En ce qui concerne les droits de succession, la délégation a assuré que cette question fait l'objet d'un débat difficile, car lorsqu'est évoquée la question du veuvage, les pesanteurs culturelles se font très fortes. Il convient néanmoins de souligner que le Gabon est parti d'une situation où la veuve ne recevait rien en héritage pour arriver à la situation actuelle où elle reçoit le quart de l'héritage, a fait observer la délégation.

La délégation a par ailleurs souligné que le Gabon a mis sur pied une commission ministérielle qui est chargée de détecter toutes les formes de discrimination qui pourraient subsister dans le pays.

Aujourd'hui, la majorité des petits emplois au Gabon se trouvent aux mains des étrangers, a par ailleurs indiqué la délégation, qui a reconnu que le pays a besoin de la présence de ces étrangers.

Plusieurs experts ayant souhaité obtenir davantage d'informations sur le mandat de la Commission nationale des droits de l'homme dont les membres viennent d'être nommés, la délégation a précisé que cette Commission pourra se saisir de toute requête pour violation des droits de l'homme pourvu que cette requête ne concerne pas une violation qui a cessé ni une violation encore pendante en justice. En outre, l'auteur de la requête et son domicile doivent être clairement identifiés.


Observations préliminaires de la Présidente sur le rapport du Gabon

Présentant des observations préliminaires sur le deuxième rapport périodique du Gabon, la Présidente du Comité, Mme Cecilia Medina Quiroga, a regretté le caractère laconique de ce rapport ainsi que le peu de réponses apportées ce matin par la délégation aux questions soulevées par les experts. Les réponses apportées cet après-midi par la délégation ont cependant permis aux experts de se faire une meilleure idée de la situation dans le pays, a reconnu la Présidente. Toutefois des interrogations subsistent, notamment en ce qui concerne les critères en vertu desquels une personne peut être détenue.

La Présidente du Comité a par ailleurs souligné que certains problèmes persistent en dépit des préoccupations exprimées par le Comité à l'issue de la présentation du rapport initial du Gabon, il y a quatre ans, notamment en ce qui concerne l'emprisonnement pour dette.

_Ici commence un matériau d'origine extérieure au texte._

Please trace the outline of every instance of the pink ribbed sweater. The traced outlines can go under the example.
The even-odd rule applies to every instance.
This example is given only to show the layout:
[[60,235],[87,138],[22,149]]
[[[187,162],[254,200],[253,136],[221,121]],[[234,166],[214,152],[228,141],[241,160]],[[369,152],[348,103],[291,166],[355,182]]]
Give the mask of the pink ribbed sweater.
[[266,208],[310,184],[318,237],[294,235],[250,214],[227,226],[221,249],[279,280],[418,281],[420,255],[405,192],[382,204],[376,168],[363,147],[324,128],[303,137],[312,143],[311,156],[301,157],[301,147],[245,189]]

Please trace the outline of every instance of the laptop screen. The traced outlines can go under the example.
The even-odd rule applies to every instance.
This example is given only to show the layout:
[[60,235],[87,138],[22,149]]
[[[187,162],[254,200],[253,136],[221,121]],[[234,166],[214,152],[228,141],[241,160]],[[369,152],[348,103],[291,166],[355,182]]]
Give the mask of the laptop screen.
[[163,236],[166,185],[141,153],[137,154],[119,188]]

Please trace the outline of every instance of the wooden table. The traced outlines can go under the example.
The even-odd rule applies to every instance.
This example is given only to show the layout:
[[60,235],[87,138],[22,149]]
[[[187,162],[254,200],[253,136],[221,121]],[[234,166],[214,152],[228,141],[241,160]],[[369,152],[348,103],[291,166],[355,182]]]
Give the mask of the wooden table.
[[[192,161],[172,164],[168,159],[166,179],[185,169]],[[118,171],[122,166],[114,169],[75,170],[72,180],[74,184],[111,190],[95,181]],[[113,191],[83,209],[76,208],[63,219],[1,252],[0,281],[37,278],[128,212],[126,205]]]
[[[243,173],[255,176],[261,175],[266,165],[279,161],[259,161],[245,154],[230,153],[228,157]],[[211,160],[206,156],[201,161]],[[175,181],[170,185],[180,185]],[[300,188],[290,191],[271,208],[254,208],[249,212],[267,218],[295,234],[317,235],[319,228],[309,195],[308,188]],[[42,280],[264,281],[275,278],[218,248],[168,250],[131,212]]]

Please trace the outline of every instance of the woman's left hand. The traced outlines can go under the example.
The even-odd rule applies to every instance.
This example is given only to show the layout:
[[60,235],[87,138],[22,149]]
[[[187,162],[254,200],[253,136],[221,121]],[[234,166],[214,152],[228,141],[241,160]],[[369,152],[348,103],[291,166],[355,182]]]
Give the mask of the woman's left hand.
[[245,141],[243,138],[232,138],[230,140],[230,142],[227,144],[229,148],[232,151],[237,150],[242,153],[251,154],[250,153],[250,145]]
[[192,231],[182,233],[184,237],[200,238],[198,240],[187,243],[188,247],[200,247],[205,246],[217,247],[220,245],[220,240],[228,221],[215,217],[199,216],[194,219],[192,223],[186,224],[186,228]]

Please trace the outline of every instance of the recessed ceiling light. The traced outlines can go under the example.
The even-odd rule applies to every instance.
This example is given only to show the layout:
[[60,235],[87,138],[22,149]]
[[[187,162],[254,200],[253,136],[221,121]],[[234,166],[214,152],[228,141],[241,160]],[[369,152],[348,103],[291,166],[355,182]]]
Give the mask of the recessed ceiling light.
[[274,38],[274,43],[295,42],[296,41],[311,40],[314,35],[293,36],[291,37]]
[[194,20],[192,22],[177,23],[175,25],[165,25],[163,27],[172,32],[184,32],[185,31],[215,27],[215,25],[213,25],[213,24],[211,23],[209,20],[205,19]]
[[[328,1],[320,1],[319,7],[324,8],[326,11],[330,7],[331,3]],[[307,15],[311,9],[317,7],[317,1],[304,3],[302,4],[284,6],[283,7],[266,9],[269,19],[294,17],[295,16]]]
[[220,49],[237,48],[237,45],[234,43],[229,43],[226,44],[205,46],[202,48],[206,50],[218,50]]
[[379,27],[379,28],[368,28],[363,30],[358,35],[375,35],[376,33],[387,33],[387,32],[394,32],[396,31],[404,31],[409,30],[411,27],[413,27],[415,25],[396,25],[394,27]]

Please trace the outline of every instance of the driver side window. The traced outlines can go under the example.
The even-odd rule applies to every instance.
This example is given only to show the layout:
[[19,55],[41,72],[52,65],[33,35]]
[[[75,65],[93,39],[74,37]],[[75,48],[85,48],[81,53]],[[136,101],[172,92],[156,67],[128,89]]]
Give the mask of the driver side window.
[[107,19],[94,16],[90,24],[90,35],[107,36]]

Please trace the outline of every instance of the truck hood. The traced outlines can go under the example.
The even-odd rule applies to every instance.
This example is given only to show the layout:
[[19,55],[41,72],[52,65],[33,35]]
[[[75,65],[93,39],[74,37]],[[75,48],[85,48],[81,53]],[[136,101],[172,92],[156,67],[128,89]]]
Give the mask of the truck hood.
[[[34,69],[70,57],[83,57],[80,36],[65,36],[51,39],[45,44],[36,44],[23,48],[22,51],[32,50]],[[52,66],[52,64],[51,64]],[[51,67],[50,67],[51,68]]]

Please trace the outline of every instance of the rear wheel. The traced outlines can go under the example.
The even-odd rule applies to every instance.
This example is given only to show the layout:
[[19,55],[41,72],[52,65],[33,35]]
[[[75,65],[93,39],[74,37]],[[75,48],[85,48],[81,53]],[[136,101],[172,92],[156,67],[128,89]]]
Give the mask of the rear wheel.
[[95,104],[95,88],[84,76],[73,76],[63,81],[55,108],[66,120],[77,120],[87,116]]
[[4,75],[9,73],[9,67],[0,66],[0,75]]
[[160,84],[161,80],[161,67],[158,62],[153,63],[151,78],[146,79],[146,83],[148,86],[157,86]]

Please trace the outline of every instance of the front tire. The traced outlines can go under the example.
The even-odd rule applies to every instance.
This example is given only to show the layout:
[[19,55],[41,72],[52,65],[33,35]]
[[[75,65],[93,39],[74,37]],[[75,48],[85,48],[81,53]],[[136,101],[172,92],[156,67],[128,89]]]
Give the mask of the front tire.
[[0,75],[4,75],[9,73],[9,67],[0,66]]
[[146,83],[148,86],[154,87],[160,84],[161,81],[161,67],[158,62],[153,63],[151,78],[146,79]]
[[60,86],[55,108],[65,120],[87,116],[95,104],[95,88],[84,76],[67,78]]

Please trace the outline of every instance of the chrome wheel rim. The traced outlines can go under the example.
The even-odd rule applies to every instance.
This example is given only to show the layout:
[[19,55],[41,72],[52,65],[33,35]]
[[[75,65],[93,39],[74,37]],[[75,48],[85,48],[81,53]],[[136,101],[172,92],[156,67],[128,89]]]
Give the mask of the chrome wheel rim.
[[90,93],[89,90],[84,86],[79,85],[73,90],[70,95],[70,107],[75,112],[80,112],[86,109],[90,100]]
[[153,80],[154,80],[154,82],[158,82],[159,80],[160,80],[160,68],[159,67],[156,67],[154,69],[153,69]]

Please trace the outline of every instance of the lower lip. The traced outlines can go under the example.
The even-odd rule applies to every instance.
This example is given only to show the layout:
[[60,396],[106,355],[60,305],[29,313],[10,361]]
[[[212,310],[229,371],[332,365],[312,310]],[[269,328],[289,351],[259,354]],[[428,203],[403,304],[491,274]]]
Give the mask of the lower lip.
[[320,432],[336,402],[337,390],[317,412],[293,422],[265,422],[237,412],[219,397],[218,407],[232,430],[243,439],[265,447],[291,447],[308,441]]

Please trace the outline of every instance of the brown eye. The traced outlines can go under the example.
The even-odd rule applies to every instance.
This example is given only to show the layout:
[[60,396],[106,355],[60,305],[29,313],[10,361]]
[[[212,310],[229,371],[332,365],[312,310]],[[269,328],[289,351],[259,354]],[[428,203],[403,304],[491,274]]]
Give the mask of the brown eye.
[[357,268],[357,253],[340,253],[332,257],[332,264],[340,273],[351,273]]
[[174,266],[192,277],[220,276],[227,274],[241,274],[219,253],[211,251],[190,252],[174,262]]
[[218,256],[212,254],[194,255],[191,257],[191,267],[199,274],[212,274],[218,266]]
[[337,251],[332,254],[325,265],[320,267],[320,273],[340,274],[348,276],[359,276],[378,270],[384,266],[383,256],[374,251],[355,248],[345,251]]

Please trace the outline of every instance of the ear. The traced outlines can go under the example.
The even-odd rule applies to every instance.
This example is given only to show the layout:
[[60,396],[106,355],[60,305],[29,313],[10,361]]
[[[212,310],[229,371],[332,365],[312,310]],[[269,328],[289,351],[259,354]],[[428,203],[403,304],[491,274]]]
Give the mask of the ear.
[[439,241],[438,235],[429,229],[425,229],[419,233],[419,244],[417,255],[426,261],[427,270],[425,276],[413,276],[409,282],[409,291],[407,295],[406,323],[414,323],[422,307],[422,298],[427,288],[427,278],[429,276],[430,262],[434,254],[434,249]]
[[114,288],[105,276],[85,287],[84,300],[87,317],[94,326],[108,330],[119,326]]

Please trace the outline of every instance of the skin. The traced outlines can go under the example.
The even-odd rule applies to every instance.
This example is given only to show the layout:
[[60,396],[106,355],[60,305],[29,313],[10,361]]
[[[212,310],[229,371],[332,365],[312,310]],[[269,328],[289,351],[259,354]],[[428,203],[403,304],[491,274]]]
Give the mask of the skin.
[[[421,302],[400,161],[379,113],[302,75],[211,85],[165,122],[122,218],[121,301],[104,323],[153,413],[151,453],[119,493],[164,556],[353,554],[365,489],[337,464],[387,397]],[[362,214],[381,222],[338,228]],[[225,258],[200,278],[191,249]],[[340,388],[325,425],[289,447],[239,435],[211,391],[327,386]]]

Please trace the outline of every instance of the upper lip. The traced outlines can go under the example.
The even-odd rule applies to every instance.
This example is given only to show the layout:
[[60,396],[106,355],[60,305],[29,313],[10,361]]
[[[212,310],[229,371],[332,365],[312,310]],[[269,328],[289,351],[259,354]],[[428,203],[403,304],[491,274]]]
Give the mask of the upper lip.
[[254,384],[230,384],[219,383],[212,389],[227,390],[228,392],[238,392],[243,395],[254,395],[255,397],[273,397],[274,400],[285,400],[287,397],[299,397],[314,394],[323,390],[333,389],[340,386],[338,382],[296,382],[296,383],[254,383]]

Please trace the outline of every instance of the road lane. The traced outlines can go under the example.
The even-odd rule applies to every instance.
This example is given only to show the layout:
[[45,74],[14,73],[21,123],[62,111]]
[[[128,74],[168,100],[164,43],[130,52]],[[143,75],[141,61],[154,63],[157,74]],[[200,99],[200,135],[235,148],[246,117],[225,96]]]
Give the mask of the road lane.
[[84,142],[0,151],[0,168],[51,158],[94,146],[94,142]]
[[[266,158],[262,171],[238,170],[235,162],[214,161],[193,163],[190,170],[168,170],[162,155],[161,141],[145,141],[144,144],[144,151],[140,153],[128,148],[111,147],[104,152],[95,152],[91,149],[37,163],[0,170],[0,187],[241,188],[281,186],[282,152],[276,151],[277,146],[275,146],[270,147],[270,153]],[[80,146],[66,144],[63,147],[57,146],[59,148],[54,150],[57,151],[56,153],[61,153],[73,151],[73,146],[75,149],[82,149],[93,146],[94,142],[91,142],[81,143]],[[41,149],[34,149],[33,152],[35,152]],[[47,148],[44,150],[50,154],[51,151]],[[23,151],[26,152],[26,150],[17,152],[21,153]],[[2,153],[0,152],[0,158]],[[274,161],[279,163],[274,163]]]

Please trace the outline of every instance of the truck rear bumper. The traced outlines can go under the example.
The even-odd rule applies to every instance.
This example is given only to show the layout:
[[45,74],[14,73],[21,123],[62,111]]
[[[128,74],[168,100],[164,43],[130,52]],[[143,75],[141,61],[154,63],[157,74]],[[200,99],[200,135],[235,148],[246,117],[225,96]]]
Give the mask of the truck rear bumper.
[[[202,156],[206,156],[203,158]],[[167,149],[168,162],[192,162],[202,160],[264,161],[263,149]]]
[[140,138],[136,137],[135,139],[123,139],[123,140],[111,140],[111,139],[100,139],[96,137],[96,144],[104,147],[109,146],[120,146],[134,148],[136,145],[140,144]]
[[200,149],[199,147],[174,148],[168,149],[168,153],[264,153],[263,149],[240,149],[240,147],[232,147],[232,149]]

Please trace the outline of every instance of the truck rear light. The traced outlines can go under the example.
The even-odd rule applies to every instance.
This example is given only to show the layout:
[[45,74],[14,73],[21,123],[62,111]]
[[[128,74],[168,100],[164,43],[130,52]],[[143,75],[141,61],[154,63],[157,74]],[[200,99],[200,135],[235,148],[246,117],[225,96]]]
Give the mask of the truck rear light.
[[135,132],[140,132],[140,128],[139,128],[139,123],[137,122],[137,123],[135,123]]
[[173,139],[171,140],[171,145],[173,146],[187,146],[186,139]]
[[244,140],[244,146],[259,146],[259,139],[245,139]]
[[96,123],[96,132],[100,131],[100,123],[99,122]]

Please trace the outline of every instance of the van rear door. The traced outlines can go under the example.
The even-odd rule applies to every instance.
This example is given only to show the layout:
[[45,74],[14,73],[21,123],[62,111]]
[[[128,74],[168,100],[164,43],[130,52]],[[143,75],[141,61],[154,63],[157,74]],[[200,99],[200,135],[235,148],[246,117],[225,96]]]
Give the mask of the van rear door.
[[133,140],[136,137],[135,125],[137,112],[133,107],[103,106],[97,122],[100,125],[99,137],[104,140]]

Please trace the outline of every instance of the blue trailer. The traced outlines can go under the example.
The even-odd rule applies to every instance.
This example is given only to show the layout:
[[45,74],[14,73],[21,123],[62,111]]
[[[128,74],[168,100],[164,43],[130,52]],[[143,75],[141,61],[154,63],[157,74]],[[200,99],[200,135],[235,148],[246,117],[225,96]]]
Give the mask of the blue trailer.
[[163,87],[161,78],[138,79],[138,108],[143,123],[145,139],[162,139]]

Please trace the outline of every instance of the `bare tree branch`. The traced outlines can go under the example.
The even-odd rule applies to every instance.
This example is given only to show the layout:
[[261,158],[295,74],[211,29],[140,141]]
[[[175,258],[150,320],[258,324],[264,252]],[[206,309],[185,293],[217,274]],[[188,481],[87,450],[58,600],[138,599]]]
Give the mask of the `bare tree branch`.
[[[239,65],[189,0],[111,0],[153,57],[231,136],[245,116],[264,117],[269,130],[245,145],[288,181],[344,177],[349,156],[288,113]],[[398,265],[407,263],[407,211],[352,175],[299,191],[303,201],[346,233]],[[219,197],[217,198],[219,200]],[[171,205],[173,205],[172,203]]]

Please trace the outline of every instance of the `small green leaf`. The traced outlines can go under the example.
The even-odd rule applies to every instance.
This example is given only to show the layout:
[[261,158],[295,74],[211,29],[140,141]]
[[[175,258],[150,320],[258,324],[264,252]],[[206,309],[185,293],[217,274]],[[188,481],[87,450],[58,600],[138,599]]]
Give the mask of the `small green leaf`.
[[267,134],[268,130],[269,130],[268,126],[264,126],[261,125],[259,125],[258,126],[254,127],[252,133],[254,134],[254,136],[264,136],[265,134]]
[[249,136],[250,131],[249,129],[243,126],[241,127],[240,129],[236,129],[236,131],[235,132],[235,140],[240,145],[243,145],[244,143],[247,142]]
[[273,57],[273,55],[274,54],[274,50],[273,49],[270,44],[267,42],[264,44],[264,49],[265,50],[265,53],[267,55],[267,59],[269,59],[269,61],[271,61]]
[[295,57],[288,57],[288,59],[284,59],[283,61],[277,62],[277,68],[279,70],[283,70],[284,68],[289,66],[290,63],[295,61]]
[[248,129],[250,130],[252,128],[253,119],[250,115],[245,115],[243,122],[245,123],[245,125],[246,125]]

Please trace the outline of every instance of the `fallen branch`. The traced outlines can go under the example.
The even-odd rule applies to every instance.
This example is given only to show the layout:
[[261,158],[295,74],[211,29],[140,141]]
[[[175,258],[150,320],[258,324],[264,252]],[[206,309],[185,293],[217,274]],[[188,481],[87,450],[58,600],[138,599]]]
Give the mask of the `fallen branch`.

Quant à la liberté de la presse, l'article 95 de la constitution octroie au Conseil national de la communication de larges pouvoirs de contrôle sur les médias qui laissent à penser que la liberté de la presse et la liberté d'expression ne sont pas aussi bien garanties que ce que la délégation semble l'indiquer.

En ce qui concerne les Pygmées, le Gabon ne semble pas prendre en compte l'obligation de l'État de garantir les droits des minorités telle qu'elle est exprimée dans le Pacte, a déclaré Mme Medina Quiroga. Par ailleurs, il ne saurait être question, comme le fait la délégation, de mettre en avant le souhait des citoyens de respecter la coutume pour justifier le non-respect de certaines dispositions du Pacte, a déclaré la Présidente. Certes, comme partout dans le monde, les femmes gabonaises se battent pour faire valoir leurs droits, mais le Comité est chargé d'évaluer le comportement de l'État et non celui des femmes, a rappelé Mme Medina Quiroga. Quant à la polygamie, il est évident qu'elle est contraire au Pacte et que le Gabon devrait l'abolir, a-t-elle déclaré. Elle a également mis l'accent sur les préoccupations exprimées par les membres du Comité en ce qui concerne les lois relatives à l'héritage et au divorce.

La délégation gabonaise a assuré qu'elle déploierait tous ses efforts pour faire en sorte que, lors de la présentation du prochain rapport périodique du pays, les inégalités aient été considérablement réduites voire éliminées.